June 19, 2015 — The Iowa Supreme Court on Friday unanimously ruled against a state rule banning the use of telemedicine in abortion services, the Des Moines Register reports (Leys, Des Moines Register, 6/19).

Case Background

The Iowa Board of Medicine in 2010 ruled that doctors at Planned Parenthood of the Heartland could continue to dispense medication abortion drugs via its telemedicine system. However, Gov. Terry Branstad (R) later replaced all of the board members, who then approved rules barring PPH from administering medication abortions through the system. PPH challenged the ban in court.

In September 2014, the Iowa Supreme Court stayed the ban as the case proceeded through the legal system. The court in March 2015 heard oral arguments over whether the ban was a legitimate exercise of state authority or an unconstitutional restriction on women's access to abortion. The case was heard by six justices, with one justice recusing himself from the case.

The case is the first involving abortion rights to reach the state Supreme Court in more than 40 years and has been watched nationally by stakeholders on both sides of the abortion-rights debate (Women's Health Policy Report, 3/12).

Ruling Details

The justices ruled that women's rights under both the Iowa and U.S. constitutions were violated by the ban.

According to the justices, health care providers use telemedicine to provide several different types of health care services.
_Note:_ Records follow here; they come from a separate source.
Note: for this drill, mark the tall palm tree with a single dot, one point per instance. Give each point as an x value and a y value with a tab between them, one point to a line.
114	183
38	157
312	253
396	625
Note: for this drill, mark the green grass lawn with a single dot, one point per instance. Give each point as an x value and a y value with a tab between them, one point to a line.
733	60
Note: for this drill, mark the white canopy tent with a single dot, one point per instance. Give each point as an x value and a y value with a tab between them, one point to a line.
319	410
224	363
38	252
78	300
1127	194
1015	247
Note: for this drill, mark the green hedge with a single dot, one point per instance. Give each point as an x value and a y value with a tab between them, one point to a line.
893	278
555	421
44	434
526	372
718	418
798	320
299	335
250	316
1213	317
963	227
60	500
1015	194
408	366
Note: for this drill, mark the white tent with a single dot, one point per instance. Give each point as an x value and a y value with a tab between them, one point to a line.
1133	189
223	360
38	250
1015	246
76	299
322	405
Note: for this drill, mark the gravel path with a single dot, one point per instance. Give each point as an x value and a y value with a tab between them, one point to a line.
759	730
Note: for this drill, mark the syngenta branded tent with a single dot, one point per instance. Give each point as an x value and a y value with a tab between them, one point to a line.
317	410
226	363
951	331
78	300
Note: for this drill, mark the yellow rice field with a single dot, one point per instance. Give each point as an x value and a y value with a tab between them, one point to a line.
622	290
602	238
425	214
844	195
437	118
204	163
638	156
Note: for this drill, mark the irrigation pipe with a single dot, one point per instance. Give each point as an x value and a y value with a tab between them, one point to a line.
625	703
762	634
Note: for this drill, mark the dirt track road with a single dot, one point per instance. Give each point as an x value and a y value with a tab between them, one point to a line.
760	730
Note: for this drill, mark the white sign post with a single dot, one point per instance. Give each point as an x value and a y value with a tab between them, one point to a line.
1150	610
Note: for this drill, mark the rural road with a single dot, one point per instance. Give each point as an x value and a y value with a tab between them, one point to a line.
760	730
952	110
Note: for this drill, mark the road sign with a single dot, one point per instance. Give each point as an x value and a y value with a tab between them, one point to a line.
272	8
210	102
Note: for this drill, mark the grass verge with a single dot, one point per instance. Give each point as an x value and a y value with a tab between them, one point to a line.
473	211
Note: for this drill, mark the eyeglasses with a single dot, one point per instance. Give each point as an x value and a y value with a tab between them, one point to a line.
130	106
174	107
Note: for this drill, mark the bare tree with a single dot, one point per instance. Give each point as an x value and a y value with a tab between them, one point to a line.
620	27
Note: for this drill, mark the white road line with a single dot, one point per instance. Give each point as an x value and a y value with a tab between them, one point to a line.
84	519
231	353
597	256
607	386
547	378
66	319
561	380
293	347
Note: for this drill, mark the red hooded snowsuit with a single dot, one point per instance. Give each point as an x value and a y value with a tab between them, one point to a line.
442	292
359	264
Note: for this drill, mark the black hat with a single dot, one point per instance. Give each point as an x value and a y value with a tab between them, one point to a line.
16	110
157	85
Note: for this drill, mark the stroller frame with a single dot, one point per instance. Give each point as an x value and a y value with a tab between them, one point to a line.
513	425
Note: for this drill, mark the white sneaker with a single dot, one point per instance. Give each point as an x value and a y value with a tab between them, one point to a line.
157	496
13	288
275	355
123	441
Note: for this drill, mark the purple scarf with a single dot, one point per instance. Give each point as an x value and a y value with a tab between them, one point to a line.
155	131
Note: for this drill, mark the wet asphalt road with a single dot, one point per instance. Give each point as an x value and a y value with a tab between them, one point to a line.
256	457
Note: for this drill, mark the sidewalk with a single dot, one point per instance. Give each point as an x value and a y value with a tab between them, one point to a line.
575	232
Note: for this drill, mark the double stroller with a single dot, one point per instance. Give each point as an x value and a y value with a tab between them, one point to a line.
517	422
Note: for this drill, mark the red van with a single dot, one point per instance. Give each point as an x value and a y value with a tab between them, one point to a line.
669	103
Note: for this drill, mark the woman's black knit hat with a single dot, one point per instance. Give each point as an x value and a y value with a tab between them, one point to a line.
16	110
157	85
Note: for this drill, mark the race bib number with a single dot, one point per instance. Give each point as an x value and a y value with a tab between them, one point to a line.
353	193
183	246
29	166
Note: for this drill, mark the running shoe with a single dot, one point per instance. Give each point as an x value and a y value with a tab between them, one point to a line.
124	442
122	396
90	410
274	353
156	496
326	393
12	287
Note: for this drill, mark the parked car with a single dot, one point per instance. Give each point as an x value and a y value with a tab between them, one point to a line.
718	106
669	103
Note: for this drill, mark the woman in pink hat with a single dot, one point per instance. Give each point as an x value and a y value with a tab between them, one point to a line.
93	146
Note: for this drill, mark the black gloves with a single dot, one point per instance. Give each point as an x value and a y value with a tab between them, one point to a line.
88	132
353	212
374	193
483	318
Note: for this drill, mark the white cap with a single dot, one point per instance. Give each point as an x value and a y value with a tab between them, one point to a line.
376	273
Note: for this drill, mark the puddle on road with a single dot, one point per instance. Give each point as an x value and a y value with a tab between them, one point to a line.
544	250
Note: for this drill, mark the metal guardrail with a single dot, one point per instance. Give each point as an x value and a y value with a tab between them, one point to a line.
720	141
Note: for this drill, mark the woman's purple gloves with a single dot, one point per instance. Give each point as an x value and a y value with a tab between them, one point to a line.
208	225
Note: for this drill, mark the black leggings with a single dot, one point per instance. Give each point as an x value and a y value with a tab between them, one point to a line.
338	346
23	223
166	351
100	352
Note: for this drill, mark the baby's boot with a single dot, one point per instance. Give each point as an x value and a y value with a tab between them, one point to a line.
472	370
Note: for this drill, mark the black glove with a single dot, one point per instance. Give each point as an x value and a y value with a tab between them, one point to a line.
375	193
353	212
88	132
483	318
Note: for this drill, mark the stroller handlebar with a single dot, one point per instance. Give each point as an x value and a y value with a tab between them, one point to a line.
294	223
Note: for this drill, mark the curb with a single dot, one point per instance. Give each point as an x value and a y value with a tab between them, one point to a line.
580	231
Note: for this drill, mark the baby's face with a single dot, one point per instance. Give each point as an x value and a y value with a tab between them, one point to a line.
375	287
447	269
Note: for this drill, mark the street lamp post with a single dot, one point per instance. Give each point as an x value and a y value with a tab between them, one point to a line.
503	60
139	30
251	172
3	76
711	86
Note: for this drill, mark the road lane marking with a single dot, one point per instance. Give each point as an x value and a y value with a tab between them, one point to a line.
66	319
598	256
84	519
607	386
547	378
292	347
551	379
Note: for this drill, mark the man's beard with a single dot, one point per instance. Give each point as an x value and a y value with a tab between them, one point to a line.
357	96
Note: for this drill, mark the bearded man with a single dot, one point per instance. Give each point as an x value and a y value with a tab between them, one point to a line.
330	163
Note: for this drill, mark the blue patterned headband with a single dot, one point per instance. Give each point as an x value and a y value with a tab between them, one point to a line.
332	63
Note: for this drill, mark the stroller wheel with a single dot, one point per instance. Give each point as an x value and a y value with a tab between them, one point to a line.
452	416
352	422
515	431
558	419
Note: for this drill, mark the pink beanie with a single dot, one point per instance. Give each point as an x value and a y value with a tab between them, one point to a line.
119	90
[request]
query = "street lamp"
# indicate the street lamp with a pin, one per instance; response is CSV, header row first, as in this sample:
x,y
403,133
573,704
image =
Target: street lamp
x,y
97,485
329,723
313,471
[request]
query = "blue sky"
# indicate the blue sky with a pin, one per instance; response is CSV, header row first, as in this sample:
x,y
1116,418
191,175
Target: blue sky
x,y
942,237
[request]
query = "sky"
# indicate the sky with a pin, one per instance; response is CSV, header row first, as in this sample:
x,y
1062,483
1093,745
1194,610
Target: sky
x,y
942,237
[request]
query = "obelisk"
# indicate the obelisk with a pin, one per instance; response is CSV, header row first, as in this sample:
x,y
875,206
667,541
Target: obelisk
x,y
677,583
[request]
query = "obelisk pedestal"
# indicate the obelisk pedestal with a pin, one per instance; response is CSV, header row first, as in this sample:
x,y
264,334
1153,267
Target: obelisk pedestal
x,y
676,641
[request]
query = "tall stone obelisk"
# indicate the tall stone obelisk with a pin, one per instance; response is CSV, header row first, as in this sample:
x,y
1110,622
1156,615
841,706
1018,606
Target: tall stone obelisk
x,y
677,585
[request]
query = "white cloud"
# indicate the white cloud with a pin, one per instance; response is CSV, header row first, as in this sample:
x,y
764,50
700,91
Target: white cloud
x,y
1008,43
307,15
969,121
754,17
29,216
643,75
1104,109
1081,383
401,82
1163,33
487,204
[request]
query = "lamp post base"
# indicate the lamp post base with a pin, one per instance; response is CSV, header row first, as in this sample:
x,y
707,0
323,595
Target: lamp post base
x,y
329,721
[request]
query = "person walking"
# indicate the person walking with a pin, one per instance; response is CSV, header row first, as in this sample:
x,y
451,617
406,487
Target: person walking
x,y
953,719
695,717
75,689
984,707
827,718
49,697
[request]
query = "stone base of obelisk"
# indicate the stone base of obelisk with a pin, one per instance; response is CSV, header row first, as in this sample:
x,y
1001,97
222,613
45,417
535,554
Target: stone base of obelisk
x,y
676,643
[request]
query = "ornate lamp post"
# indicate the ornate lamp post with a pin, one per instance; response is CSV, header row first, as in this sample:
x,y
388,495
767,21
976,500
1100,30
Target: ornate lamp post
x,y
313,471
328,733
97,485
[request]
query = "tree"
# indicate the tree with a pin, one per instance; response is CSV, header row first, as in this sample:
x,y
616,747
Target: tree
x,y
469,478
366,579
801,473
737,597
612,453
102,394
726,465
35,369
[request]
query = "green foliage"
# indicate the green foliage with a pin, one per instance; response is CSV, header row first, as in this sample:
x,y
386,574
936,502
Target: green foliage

As a result, IBM's rule restricting solely telemedicine abortion made "[i]t ... difficult to avoid the conclusion that the board's medical concerns about telemedicine are selectively limited to abortion," they wrote.

Overall, the justices ruled that the requirement imposed an "undue burden" on women's right to the procedure. According to the court, national standards on medication abortion do not require providers to perform physical exams prior to administering the drugs. Further, they noted that clinic staff can perform any required physical testing and submit the results to the physicians. An in-person physical exam would not "provide any measurable gain in patient safety," the justices wrote.

The state Supreme Court did not address PPH's request that they establish abortion as a right under the state constitution, noting that it did not need to respond to that question since the board's rule violated the U.S. Constitution (Des Moines Register, 6/19). The justices wrote, "Because the Board agrees the Iowa Constitution protects a woman's right to terminate her pregnancy to the same extent as the United States Constitution, we find the rule violates the Iowa Constitution" (AP/CBS News, 6/19).